È da poco stata pubblicata la prima guida turistica di Colobraro, borgo in provincia di Matera. Ben 65 pagine di un borgo che in Basilicata per molti chiamato “quel Paese”, da cui emerge il rinnovato splendore dei suoi Beni Storici Architettonici e naturalistici, dopo anni di recuperi/restauri/interventi con ancora pochi ritocchi ed integrazioni che per l'estate si potranno vivere intensamente. Curata nei testi dall’attuale sindaco Andrea Bernardo e da Paolo De Novi nelle foto e nella impaginazione, con Foto anche di Gaetano Virgallito e dei fotografi Tartaglione.

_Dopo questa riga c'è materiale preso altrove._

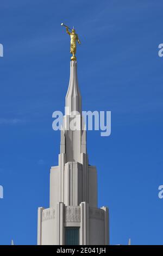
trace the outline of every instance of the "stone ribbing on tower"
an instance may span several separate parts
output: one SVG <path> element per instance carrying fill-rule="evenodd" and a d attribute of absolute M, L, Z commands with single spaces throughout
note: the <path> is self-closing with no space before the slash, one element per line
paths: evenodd
<path fill-rule="evenodd" d="M 79 245 L 109 243 L 108 209 L 97 208 L 95 166 L 89 164 L 77 62 L 70 62 L 59 164 L 50 174 L 49 208 L 39 208 L 38 245 L 65 245 L 67 227 L 79 228 Z M 79 121 L 72 130 L 70 124 Z"/>

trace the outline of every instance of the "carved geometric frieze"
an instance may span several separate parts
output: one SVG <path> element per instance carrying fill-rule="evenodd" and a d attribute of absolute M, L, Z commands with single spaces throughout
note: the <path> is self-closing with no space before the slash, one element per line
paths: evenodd
<path fill-rule="evenodd" d="M 55 218 L 55 210 L 54 208 L 47 208 L 43 210 L 42 221 Z"/>
<path fill-rule="evenodd" d="M 64 221 L 65 222 L 80 222 L 80 206 L 65 206 Z"/>

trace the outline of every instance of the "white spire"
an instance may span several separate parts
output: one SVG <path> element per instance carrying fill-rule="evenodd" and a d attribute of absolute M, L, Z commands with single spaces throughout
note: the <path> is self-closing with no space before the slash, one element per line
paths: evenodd
<path fill-rule="evenodd" d="M 70 115 L 76 112 L 82 114 L 82 98 L 78 87 L 77 62 L 70 62 L 69 86 L 66 96 L 65 114 Z"/>
<path fill-rule="evenodd" d="M 14 240 L 12 239 L 11 240 L 11 245 L 14 245 Z"/>

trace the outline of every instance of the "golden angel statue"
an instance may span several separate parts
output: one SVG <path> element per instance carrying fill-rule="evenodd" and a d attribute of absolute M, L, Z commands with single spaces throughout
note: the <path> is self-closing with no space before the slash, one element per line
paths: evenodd
<path fill-rule="evenodd" d="M 77 58 L 75 54 L 77 51 L 77 41 L 79 44 L 81 44 L 81 42 L 79 39 L 78 35 L 76 33 L 76 31 L 74 28 L 71 29 L 62 23 L 61 23 L 61 26 L 64 26 L 66 27 L 66 33 L 70 35 L 70 53 L 72 54 L 72 56 L 71 57 L 71 60 L 76 60 Z M 71 30 L 71 32 L 70 32 L 68 29 Z"/>

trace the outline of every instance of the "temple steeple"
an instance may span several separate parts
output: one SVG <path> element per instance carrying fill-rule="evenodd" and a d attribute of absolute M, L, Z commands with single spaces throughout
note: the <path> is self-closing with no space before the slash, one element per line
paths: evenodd
<path fill-rule="evenodd" d="M 49 208 L 38 209 L 37 244 L 107 245 L 108 209 L 97 206 L 97 170 L 88 162 L 76 59 L 70 62 L 65 107 L 59 164 L 51 169 Z"/>
<path fill-rule="evenodd" d="M 69 86 L 66 96 L 65 114 L 76 114 L 77 112 L 82 114 L 82 98 L 78 87 L 77 63 L 70 62 L 70 76 Z"/>

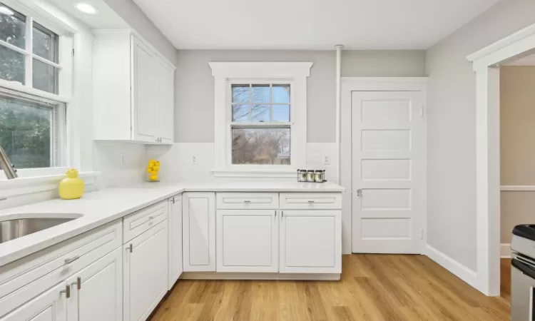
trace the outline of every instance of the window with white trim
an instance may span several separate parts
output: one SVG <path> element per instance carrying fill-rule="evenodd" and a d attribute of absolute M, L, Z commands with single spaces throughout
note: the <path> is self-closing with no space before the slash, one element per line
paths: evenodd
<path fill-rule="evenodd" d="M 215 176 L 293 177 L 305 168 L 312 63 L 210 63 Z"/>
<path fill-rule="evenodd" d="M 66 165 L 66 103 L 58 93 L 61 86 L 71 88 L 60 73 L 71 81 L 71 61 L 62 65 L 60 50 L 70 56 L 72 46 L 60 48 L 61 38 L 31 14 L 0 2 L 0 146 L 22 177 Z"/>
<path fill-rule="evenodd" d="M 290 165 L 289 83 L 232 84 L 232 164 Z"/>

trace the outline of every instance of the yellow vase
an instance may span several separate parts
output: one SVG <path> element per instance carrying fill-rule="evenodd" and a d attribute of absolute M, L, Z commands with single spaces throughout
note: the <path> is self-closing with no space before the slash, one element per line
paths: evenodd
<path fill-rule="evenodd" d="M 80 198 L 83 194 L 83 180 L 78 177 L 78 170 L 71 168 L 65 173 L 67 175 L 59 182 L 58 192 L 63 200 Z"/>

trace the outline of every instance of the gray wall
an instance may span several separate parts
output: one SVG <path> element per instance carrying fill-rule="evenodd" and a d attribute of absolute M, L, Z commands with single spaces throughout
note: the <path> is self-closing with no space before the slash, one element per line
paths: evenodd
<path fill-rule="evenodd" d="M 476 270 L 475 76 L 466 56 L 535 23 L 535 1 L 504 0 L 427 51 L 427 243 Z"/>
<path fill-rule="evenodd" d="M 176 62 L 176 49 L 147 18 L 132 0 L 104 0 L 106 3 L 142 37 L 173 63 Z"/>
<path fill-rule="evenodd" d="M 342 52 L 342 57 L 345 77 L 425 76 L 423 51 L 347 51 Z M 334 50 L 179 50 L 178 61 L 175 142 L 214 142 L 214 80 L 208 66 L 210 61 L 312 61 L 314 64 L 307 80 L 307 142 L 336 141 Z"/>

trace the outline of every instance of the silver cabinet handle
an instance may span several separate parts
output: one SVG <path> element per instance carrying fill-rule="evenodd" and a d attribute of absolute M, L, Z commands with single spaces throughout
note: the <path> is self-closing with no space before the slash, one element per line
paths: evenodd
<path fill-rule="evenodd" d="M 73 258 L 71 259 L 68 259 L 68 258 L 65 259 L 65 264 L 67 265 L 67 264 L 72 263 L 73 262 L 76 261 L 76 260 L 78 260 L 79 258 L 80 258 L 80 255 L 76 255 L 76 256 L 75 256 L 74 258 Z"/>
<path fill-rule="evenodd" d="M 71 287 L 69 285 L 65 285 L 65 290 L 59 291 L 59 295 L 65 293 L 65 297 L 68 299 L 71 297 Z"/>
<path fill-rule="evenodd" d="M 80 277 L 76 277 L 76 282 L 73 282 L 71 285 L 76 285 L 76 288 L 80 290 L 82 287 L 82 278 Z"/>

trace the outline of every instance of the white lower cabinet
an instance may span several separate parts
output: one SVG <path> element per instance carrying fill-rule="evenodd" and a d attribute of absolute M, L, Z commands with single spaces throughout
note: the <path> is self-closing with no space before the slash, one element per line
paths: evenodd
<path fill-rule="evenodd" d="M 121 248 L 67 279 L 68 321 L 123 320 L 123 255 Z"/>
<path fill-rule="evenodd" d="M 215 271 L 215 193 L 182 195 L 184 272 Z"/>
<path fill-rule="evenodd" d="M 168 222 L 124 245 L 123 320 L 145 320 L 168 290 Z"/>
<path fill-rule="evenodd" d="M 277 272 L 276 210 L 218 210 L 217 271 Z"/>
<path fill-rule="evenodd" d="M 171 290 L 178 280 L 182 266 L 182 195 L 169 198 L 169 277 L 168 287 Z"/>
<path fill-rule="evenodd" d="M 66 283 L 62 282 L 30 300 L 1 321 L 66 321 Z"/>
<path fill-rule="evenodd" d="M 282 210 L 281 273 L 342 272 L 342 211 Z"/>

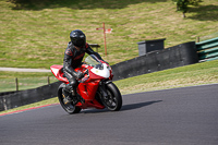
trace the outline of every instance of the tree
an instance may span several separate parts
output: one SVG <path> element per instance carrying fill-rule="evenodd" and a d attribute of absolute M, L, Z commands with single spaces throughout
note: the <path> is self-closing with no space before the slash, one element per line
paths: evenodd
<path fill-rule="evenodd" d="M 182 11 L 183 17 L 185 16 L 185 13 L 187 12 L 189 7 L 187 5 L 198 5 L 202 0 L 172 0 L 177 4 L 177 11 Z"/>

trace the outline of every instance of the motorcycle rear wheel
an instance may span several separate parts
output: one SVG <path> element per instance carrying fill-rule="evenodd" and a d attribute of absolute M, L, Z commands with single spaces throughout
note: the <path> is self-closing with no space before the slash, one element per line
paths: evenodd
<path fill-rule="evenodd" d="M 106 85 L 108 97 L 101 97 L 101 102 L 110 111 L 119 111 L 122 107 L 122 96 L 113 83 Z"/>
<path fill-rule="evenodd" d="M 58 88 L 58 99 L 61 104 L 61 107 L 70 114 L 72 113 L 78 113 L 81 111 L 80 107 L 74 106 L 72 102 L 64 104 L 63 102 L 63 94 L 62 94 L 62 88 L 65 87 L 65 84 L 61 84 Z"/>

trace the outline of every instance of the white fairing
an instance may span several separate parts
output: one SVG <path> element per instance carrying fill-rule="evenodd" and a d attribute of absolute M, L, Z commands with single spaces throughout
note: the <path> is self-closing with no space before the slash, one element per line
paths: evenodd
<path fill-rule="evenodd" d="M 53 74 L 57 76 L 59 69 L 52 69 Z"/>
<path fill-rule="evenodd" d="M 102 70 L 93 68 L 93 69 L 90 69 L 90 72 L 95 73 L 95 74 L 98 75 L 98 76 L 108 78 L 108 77 L 110 76 L 109 68 L 107 67 L 106 63 L 104 63 L 102 65 L 104 65 L 104 69 L 102 69 Z"/>

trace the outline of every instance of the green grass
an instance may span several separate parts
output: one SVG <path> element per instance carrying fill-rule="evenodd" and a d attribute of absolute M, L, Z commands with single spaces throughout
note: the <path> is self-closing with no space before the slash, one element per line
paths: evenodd
<path fill-rule="evenodd" d="M 218 32 L 218 1 L 205 0 L 182 17 L 171 0 L 39 0 L 31 4 L 0 1 L 0 67 L 45 68 L 62 64 L 69 34 L 80 28 L 111 64 L 138 56 L 137 44 L 167 38 L 171 47 Z M 108 56 L 104 52 L 106 23 Z"/>
<path fill-rule="evenodd" d="M 0 0 L 0 67 L 49 69 L 62 64 L 69 34 L 76 28 L 85 32 L 89 44 L 101 46 L 99 53 L 110 64 L 137 57 L 136 43 L 142 40 L 167 38 L 168 48 L 218 32 L 217 0 L 204 0 L 199 7 L 192 7 L 186 19 L 175 12 L 171 0 L 31 1 L 16 5 Z M 107 28 L 113 28 L 107 34 L 108 56 L 102 32 L 95 29 L 102 22 Z M 217 64 L 218 61 L 197 63 L 114 83 L 122 94 L 217 83 Z M 0 72 L 0 92 L 14 89 L 15 77 L 31 80 L 31 84 L 20 82 L 21 89 L 27 89 L 46 84 L 47 76 L 52 74 Z M 53 98 L 27 108 L 57 101 Z M 16 110 L 23 108 L 26 106 Z"/>

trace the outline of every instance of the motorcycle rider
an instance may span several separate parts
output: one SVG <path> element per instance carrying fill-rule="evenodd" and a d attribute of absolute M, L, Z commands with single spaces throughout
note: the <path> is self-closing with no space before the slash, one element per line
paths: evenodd
<path fill-rule="evenodd" d="M 102 60 L 102 58 L 89 47 L 86 43 L 85 34 L 81 29 L 72 31 L 70 33 L 70 39 L 71 41 L 68 44 L 63 59 L 63 73 L 69 84 L 62 92 L 65 97 L 65 104 L 73 102 L 75 105 L 77 101 L 83 104 L 85 100 L 76 93 L 78 86 L 77 80 L 82 78 L 84 74 L 82 72 L 76 72 L 74 69 L 82 65 L 85 52 L 95 55 L 99 60 Z M 69 93 L 71 95 L 69 95 Z"/>

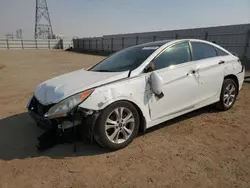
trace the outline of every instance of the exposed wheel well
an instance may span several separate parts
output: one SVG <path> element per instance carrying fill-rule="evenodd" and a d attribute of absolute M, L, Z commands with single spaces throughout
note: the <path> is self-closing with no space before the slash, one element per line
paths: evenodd
<path fill-rule="evenodd" d="M 239 80 L 238 80 L 237 76 L 235 76 L 233 74 L 229 74 L 229 75 L 225 76 L 224 80 L 228 79 L 228 78 L 232 79 L 232 80 L 234 80 L 236 82 L 236 84 L 237 84 L 237 93 L 238 93 L 238 91 L 239 91 Z"/>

Stretti vicoli, e gradinate che conducono al punto più alto del paese, dove si trovano i resti del secolare castello in cui hanno dimorato le solite famiglie feudatarie: i Sanseverino, Poderico, Pignatelli, Carafa, e i Donnaperna.

 

Il paese della storia, dell’ambiente ma anche della magia: la storia racconta che in questo paese , per una circostanza di incuria nella manutenzione di un edificio pubblico, un giorno , nel dopoguerra , è caduto un lampadario sollecitato in seguito a una frase pronunciata dall’allora podestà per affermare una verità a chi l’avesse messa in dubbio. Un percorso turistico pieno di attrattive storiche - culturali bene raccontate con scritto e foto: il convento dei francescani, la bellissima chiesa di Sant’Antonio con il racconto di pezzi storici di grande valore, la chiesa matrice di San Nicola, la chiesa di Cironofrio e poi il palazzo delle esposizioni dove sono depistati pezzi antichi di storia rurale del luogo . Storia e ambiente con la Timpa della Rocca il punto panoramico di grande bellezza dove lo sguardo si perde in vedute mozzafiato. Un pamphlet come una piccola opera da conservare nell’occasione si volesse salire a 630 metri sul livello del mare, inserire le coordinate su internet (40°11’N - 16°26’ E) per ritrovarsi in un sogno di una notte a quel paese.